Con la mano izquierda el sacerdote le agarró la quijada y acercó el Athame a la comisura de sus labios. Introdujo la punta del afilado puñal entre la piel y la cinta de embalaje, y con un movimiento rápido cortó el material plástico adhesivo, para luego tirar de él, sin importarle el dolor que pudiera provocarle. Mark Martin aprovechó la oportunidad para escupir el trozo de tela que tenía en la boca.

En ese momento los presentes, que hasta entonces se habían mantenido en silencio, comenzaron en entonar un cántico en un idioma que parecía latín.

La víctima no podía creer lo que estaba pasando. Conocía perfectamente lo que iba a ocurrir, cada uno de los movimientos y palabras que sus captores iban a hacer y decir, incluso sabía el trágico final que le esperaba.

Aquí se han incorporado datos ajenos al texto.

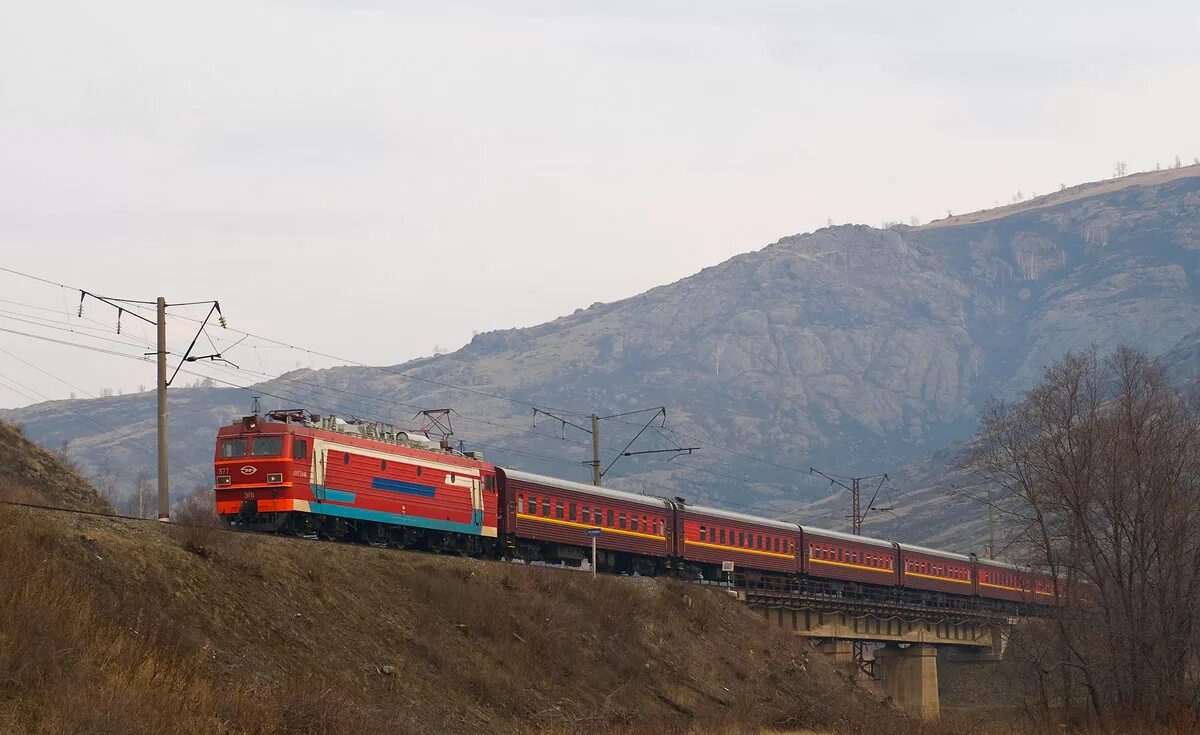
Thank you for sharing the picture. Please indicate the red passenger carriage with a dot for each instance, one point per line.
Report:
(549, 519)
(300, 473)
(711, 537)
(935, 571)
(846, 557)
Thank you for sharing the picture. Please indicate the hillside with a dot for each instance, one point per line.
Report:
(851, 348)
(31, 474)
(120, 626)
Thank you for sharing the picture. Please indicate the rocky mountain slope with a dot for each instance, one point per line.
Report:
(853, 350)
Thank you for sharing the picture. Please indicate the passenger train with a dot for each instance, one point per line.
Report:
(297, 472)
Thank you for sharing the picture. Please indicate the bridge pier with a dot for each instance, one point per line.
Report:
(840, 652)
(909, 677)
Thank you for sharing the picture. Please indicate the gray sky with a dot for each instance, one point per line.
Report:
(376, 178)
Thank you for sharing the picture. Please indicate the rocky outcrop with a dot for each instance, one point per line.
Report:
(849, 348)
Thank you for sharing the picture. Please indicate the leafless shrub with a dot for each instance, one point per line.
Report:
(197, 518)
(1098, 470)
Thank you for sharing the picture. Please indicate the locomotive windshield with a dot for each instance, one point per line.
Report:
(267, 446)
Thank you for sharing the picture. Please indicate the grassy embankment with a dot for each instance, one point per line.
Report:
(120, 626)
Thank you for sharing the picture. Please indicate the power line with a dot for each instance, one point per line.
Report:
(463, 388)
(450, 386)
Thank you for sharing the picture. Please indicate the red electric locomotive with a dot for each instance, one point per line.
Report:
(307, 474)
(297, 472)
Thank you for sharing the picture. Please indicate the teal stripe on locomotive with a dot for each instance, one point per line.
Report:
(383, 517)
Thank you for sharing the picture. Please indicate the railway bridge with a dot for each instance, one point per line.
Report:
(888, 638)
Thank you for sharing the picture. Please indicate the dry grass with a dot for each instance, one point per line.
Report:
(112, 625)
(31, 474)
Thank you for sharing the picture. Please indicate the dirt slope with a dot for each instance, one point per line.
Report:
(119, 626)
(29, 473)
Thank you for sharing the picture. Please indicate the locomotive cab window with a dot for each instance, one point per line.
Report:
(232, 448)
(267, 446)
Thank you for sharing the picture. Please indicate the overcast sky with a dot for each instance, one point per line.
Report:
(377, 178)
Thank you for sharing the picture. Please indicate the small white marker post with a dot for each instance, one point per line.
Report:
(594, 533)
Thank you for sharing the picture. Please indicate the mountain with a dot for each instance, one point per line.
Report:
(851, 348)
(31, 474)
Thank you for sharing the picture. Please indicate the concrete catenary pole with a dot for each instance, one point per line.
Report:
(163, 484)
(595, 450)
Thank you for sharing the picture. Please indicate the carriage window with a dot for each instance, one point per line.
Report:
(267, 446)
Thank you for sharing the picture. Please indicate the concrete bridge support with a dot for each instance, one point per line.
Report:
(910, 677)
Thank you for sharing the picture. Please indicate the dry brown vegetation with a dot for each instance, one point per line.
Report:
(1073, 193)
(114, 625)
(31, 474)
(1098, 468)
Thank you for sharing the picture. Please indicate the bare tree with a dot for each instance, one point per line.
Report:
(1098, 470)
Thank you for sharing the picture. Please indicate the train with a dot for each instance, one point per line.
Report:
(295, 472)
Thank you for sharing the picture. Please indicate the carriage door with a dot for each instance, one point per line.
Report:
(319, 453)
(477, 502)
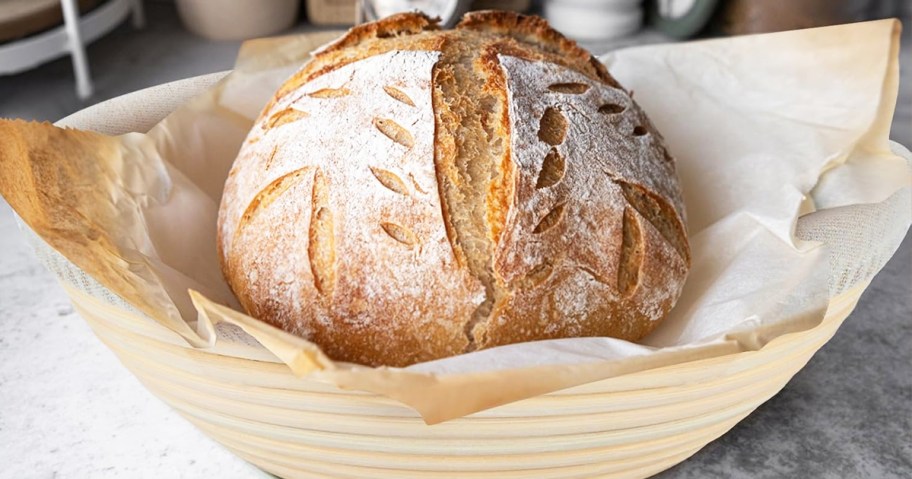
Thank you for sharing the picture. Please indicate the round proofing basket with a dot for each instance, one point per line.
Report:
(629, 426)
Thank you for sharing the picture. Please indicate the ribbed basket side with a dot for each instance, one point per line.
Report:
(630, 426)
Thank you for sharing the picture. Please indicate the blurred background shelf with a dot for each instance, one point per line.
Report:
(29, 18)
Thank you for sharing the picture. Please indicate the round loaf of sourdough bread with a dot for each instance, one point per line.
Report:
(415, 193)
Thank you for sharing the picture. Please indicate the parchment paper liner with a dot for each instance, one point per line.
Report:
(756, 123)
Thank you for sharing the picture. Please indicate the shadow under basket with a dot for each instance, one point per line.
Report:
(633, 425)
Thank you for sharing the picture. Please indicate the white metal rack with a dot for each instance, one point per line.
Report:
(71, 37)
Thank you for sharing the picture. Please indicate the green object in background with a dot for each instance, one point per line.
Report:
(681, 18)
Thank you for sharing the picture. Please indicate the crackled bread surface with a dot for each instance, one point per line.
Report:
(415, 193)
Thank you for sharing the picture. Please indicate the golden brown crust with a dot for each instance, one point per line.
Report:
(535, 31)
(534, 238)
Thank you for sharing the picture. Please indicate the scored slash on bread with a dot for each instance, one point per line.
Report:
(413, 193)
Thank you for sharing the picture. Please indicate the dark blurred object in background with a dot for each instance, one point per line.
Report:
(739, 17)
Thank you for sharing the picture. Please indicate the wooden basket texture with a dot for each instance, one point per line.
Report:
(629, 426)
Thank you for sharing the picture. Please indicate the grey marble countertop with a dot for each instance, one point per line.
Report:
(68, 409)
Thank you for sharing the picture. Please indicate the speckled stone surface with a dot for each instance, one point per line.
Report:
(68, 409)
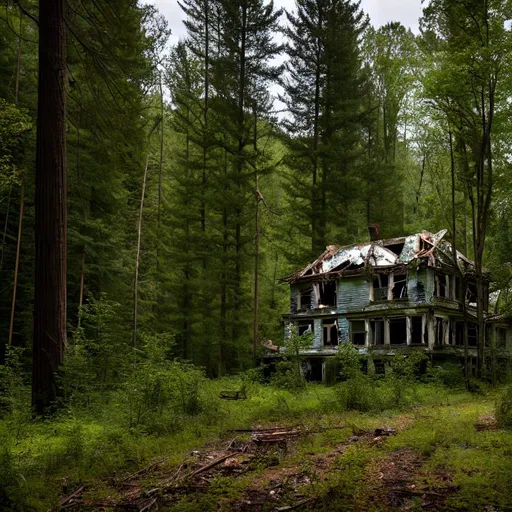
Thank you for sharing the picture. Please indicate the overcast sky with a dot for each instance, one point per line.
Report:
(380, 11)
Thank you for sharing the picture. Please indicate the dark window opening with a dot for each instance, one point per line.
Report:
(471, 293)
(501, 338)
(396, 248)
(416, 330)
(358, 330)
(328, 293)
(400, 287)
(305, 326)
(380, 287)
(305, 299)
(380, 366)
(439, 331)
(456, 288)
(441, 288)
(459, 334)
(314, 372)
(377, 332)
(472, 335)
(397, 331)
(330, 333)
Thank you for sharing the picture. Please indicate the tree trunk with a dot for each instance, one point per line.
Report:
(137, 256)
(16, 265)
(49, 335)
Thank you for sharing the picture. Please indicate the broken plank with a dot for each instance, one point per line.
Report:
(210, 465)
(74, 494)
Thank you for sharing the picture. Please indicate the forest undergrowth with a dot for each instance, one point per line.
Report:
(166, 439)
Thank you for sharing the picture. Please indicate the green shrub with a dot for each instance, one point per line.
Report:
(449, 374)
(503, 409)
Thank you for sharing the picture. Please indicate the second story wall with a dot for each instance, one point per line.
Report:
(353, 293)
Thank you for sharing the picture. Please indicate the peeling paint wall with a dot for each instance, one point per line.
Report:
(343, 329)
(430, 285)
(353, 294)
(318, 334)
(417, 285)
(293, 298)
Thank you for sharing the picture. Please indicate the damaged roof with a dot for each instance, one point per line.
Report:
(425, 247)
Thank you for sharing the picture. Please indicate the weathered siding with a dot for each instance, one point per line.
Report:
(353, 294)
(344, 329)
(318, 333)
(293, 299)
(430, 285)
(417, 285)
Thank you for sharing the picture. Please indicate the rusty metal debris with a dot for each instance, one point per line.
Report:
(430, 248)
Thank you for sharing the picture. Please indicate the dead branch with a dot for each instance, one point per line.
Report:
(210, 465)
(148, 505)
(74, 494)
(296, 505)
(146, 469)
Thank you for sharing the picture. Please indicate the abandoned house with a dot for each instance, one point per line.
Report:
(386, 296)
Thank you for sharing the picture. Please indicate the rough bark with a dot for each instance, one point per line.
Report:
(49, 335)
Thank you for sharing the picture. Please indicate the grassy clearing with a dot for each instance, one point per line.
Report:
(98, 445)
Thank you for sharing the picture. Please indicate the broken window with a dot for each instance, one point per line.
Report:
(398, 331)
(315, 370)
(439, 331)
(358, 332)
(330, 333)
(305, 299)
(472, 335)
(456, 288)
(377, 331)
(328, 293)
(305, 326)
(416, 330)
(442, 287)
(459, 334)
(400, 286)
(380, 287)
(471, 293)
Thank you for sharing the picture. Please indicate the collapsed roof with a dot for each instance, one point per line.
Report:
(425, 248)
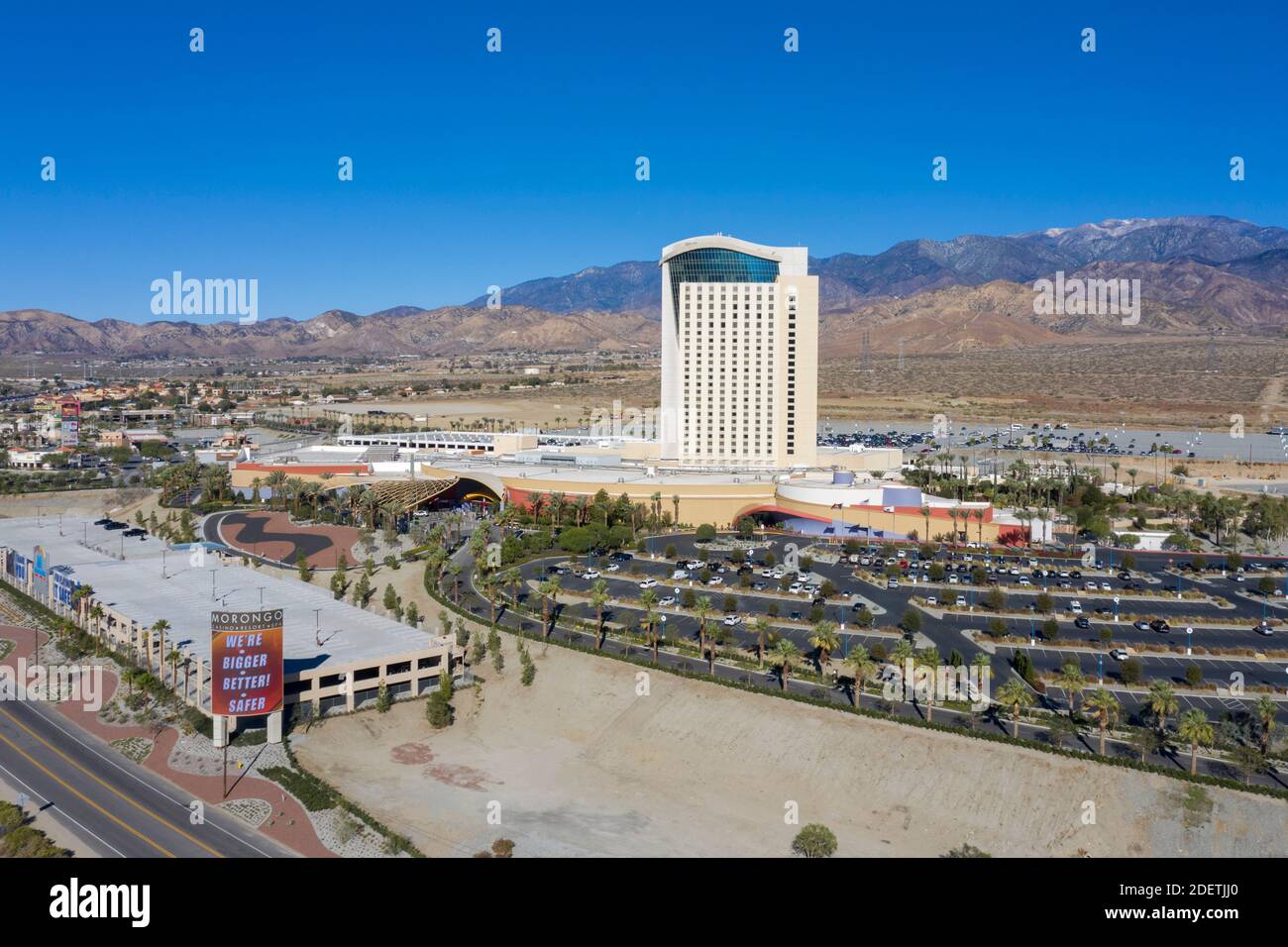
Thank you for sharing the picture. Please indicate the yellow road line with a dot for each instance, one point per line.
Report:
(108, 788)
(82, 797)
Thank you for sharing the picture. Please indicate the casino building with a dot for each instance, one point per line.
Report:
(735, 433)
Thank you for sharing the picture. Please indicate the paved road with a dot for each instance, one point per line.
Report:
(114, 805)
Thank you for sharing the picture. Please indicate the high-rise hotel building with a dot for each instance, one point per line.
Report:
(739, 355)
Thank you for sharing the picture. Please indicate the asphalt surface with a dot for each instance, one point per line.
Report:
(945, 633)
(116, 808)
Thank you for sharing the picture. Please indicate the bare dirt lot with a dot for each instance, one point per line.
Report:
(1175, 382)
(579, 764)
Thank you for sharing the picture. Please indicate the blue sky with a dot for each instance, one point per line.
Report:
(475, 169)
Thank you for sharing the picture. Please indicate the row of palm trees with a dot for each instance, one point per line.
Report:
(149, 646)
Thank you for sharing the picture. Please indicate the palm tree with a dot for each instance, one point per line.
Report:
(1194, 729)
(549, 595)
(1072, 680)
(760, 628)
(928, 659)
(785, 656)
(1106, 706)
(513, 578)
(160, 626)
(597, 599)
(825, 641)
(273, 482)
(489, 582)
(1016, 694)
(655, 634)
(172, 657)
(1162, 701)
(95, 615)
(454, 570)
(703, 611)
(862, 667)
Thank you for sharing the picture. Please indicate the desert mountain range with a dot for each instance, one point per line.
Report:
(1198, 274)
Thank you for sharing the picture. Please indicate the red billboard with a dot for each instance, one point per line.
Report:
(245, 663)
(68, 412)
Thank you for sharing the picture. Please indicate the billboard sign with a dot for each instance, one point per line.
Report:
(246, 663)
(69, 419)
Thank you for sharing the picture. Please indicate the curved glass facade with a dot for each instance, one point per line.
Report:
(716, 264)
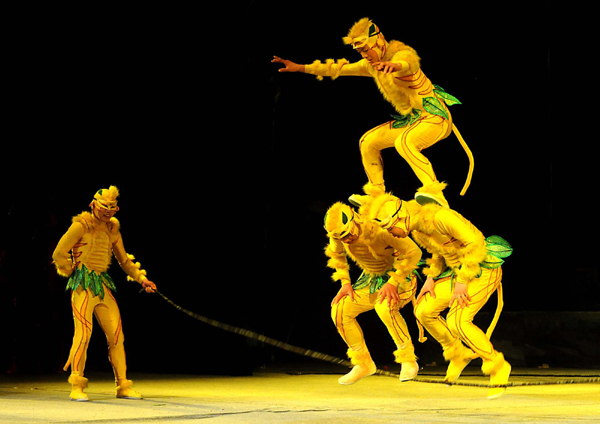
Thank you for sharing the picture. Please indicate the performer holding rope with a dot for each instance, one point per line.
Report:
(463, 272)
(424, 116)
(83, 254)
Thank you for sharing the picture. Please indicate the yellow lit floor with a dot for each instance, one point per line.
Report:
(280, 396)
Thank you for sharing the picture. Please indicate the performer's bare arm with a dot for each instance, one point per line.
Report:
(289, 65)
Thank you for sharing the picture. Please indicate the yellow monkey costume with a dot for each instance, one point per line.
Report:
(84, 254)
(424, 116)
(460, 254)
(384, 259)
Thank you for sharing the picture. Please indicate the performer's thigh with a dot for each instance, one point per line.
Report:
(109, 317)
(379, 138)
(83, 303)
(480, 290)
(347, 309)
(421, 135)
(429, 308)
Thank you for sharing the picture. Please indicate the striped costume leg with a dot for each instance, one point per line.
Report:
(109, 317)
(83, 303)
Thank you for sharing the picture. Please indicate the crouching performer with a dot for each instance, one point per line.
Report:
(387, 283)
(462, 274)
(83, 254)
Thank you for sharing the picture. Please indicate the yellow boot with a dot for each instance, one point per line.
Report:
(371, 190)
(459, 356)
(406, 357)
(363, 366)
(499, 370)
(124, 390)
(77, 385)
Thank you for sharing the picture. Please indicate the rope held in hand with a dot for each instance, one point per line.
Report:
(339, 361)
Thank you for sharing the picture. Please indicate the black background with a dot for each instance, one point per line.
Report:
(226, 167)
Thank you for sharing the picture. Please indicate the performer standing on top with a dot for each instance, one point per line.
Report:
(83, 254)
(424, 116)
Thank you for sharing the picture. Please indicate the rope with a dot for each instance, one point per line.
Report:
(339, 361)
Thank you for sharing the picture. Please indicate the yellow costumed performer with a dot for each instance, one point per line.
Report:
(423, 120)
(83, 254)
(462, 274)
(387, 283)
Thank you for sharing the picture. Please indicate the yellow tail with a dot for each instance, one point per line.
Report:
(471, 160)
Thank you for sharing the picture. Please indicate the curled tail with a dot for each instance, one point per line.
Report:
(471, 160)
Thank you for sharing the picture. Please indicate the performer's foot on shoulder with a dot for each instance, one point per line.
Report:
(432, 193)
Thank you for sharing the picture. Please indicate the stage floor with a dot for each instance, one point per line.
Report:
(300, 396)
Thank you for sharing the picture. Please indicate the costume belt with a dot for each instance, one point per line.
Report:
(95, 281)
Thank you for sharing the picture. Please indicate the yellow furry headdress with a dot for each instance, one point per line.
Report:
(106, 198)
(363, 32)
(340, 220)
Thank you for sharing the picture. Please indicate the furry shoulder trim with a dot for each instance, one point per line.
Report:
(407, 52)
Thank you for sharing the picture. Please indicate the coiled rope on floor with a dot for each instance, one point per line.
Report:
(339, 361)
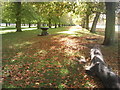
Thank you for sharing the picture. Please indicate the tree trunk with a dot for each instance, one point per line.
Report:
(9, 23)
(110, 23)
(87, 22)
(55, 25)
(18, 16)
(29, 25)
(49, 23)
(38, 25)
(6, 24)
(93, 29)
(83, 23)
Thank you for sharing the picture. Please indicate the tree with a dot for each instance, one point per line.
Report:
(110, 23)
(18, 16)
(93, 29)
(98, 9)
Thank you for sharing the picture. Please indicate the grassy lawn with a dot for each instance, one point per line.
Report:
(31, 61)
(12, 28)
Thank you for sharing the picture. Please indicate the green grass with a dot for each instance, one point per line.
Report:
(13, 28)
(33, 63)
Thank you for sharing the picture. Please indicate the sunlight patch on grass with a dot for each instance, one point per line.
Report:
(40, 53)
(64, 72)
(72, 30)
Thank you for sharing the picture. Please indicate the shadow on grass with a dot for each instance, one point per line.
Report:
(43, 61)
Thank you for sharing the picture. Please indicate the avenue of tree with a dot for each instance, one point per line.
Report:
(60, 14)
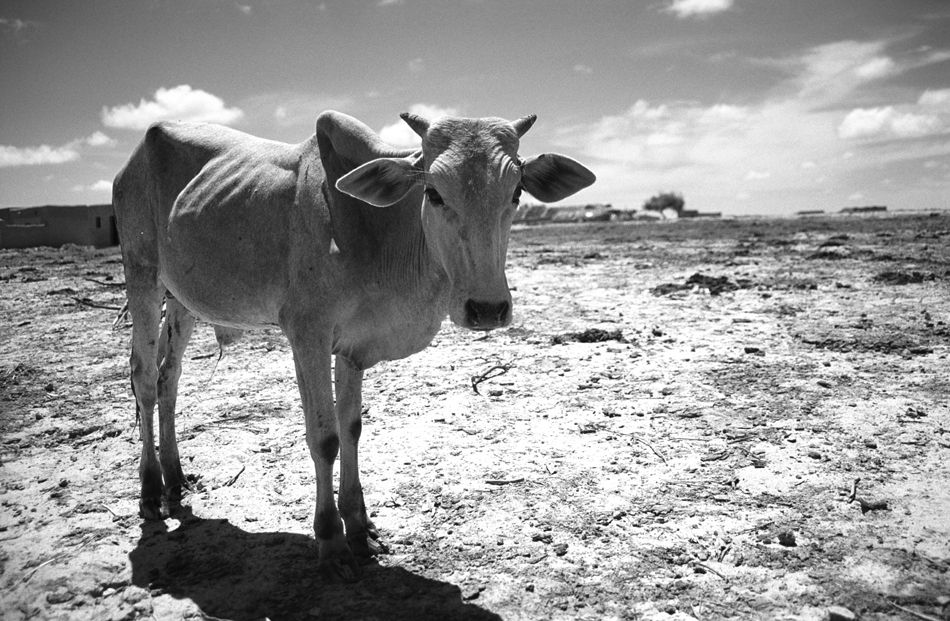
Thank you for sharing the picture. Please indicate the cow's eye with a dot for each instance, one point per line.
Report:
(434, 196)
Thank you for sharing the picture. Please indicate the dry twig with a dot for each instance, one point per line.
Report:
(106, 284)
(489, 374)
(91, 304)
(854, 490)
(233, 479)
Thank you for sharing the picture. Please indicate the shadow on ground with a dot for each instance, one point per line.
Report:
(233, 574)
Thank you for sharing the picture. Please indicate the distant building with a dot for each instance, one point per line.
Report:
(868, 209)
(540, 214)
(56, 225)
(694, 213)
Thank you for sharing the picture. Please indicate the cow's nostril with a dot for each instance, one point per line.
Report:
(486, 315)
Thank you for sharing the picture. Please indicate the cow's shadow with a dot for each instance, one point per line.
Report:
(234, 574)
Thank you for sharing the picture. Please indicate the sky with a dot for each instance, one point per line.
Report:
(745, 107)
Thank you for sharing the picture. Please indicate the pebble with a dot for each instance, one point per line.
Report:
(840, 613)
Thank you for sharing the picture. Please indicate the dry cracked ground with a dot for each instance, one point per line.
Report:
(687, 420)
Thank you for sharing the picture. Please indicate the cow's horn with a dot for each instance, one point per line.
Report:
(416, 122)
(523, 124)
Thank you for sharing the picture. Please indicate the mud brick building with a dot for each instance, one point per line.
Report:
(56, 225)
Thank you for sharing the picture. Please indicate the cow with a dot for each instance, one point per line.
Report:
(352, 248)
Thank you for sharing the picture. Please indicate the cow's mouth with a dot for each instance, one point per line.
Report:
(482, 315)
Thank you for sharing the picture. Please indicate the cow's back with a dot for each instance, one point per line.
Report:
(216, 212)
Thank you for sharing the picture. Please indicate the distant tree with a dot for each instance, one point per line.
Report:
(664, 201)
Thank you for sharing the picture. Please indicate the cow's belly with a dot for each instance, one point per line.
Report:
(387, 328)
(216, 298)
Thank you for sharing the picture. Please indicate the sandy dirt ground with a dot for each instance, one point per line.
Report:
(673, 429)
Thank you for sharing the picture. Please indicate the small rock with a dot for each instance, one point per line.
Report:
(472, 592)
(60, 596)
(840, 613)
(542, 537)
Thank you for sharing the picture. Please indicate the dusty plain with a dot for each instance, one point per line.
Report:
(701, 463)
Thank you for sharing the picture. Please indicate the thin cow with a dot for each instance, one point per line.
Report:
(351, 247)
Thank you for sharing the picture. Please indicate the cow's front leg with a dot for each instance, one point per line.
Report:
(361, 533)
(312, 361)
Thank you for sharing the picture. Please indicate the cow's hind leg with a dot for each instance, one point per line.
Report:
(361, 533)
(145, 300)
(175, 334)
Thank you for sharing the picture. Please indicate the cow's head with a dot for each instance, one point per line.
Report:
(473, 178)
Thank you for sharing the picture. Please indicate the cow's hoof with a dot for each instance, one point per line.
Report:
(335, 571)
(367, 545)
(153, 508)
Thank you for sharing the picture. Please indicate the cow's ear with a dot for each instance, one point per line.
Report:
(381, 182)
(550, 177)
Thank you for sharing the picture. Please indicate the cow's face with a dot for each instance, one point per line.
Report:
(472, 177)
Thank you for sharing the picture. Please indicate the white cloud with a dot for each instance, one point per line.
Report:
(939, 99)
(888, 122)
(45, 154)
(16, 27)
(400, 135)
(876, 68)
(32, 156)
(99, 139)
(99, 186)
(180, 103)
(698, 8)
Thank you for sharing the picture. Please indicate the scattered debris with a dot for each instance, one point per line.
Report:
(590, 335)
(899, 278)
(716, 285)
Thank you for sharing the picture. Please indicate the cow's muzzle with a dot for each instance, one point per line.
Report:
(487, 315)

Pero él se encontraba allí, impotente, inmóvil, como una mosca en una telaraña, una telaraña diabólica.

Todo ocurría lentamente, lo que hacía que la angustia del secuestrado fuera en aumento.

El cántico se interrumpió de golpe. “Esto no es lo que tiene que ocurrir. ¿Qué habrá pasado?” pensó el cautivo al momento que escuchó un ruido que provenía del exterior.


[1] Nota del Autor: El Athame es una daga utilizada en rituales satánicos. Posee un mango negro y una hoja de doble filo. No se utiliza para cortar, sólo para dirigir la energía del que la usa.